In yet another approach, proposed in U.S. Pat. No. 5,778,068 to Johnson et al., a determination is made whether a processing device and a user device, which contains a storage device, are authorized to operate with each other. The Johnson et al. approach determines whether a user device, in this case, a device which generally corresponds to a set top box, is valid by authenticating the user device to a provider device, in this case, a device which generally corresponds to a backend module. However, this approach does not determine if the provider device is valid, i.e. if the provider device is authorized to operate with the user device or with a provider device. Accordingly, a pirate who successfully reverse engineers and modifies the provider device could overcome the security protocols in Johnson et al., and more importantly, could mass-produce the pirated provider device for distribution to and by users.

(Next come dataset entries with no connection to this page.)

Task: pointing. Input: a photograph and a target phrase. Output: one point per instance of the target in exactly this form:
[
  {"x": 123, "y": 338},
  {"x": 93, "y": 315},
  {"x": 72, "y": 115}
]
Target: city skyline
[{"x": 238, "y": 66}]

Another approach is proposed in U.S. Pat. No. 5,825,876 to Peterson, Jr.. Peterson authorizes access through a smart card that delivers key content to a processor that allows a playback device to reproduce content from a recording medium. The system proposed by Peterson uses a public key held at an authorization center and a private key held by the card. However, there is no pairing operation between the card and the processor, and there is no shared secret key between the card and the processor. Therefore, if a pirate successfully broke the encryption mechanism he/she could mass-produce and widely distribute pirated cards, causing harm to the content provider.
Another approach is proposed in U.S. Pat. No. 5,448,045 to Clark, which uses a smart card to create a secure boot application on a computer by using the smart card to verify the executable files that the computer will run. The smart card and the computer share a secret that is installed by an administrator and the smart card and the computer executes an authentication operation. However, once an attacker figures out the code, the pirated smart card would be able to authenticate itself. Furthermore, since there is no notion of challenge to the card by the computer, the authentication is replayable. Therefore, a card that is no longer valid may continue to be used.
Finally, another approach proposed in U.S. Pat. No. 5,802,176 to Audebert, controls access to a particular function on a computer by using a renewable card. This is a transaction based system in which the card and the computer negotiate access and a key changes each time access occurs. However, this approach is limited to the particular function which is to be accessed on the computer, and is not useful for a system which deals with many different unpredictable functions/programs such in an information dissemination system, i.e. a system in which each different program (movie, song, article, executable, etc.) would be a different function.
What is needed is a system and method for protecting valuable content; a method and system which is robust, which may be tailored to the needs of a particular content provider, and which overcomes the above noted deficiencies.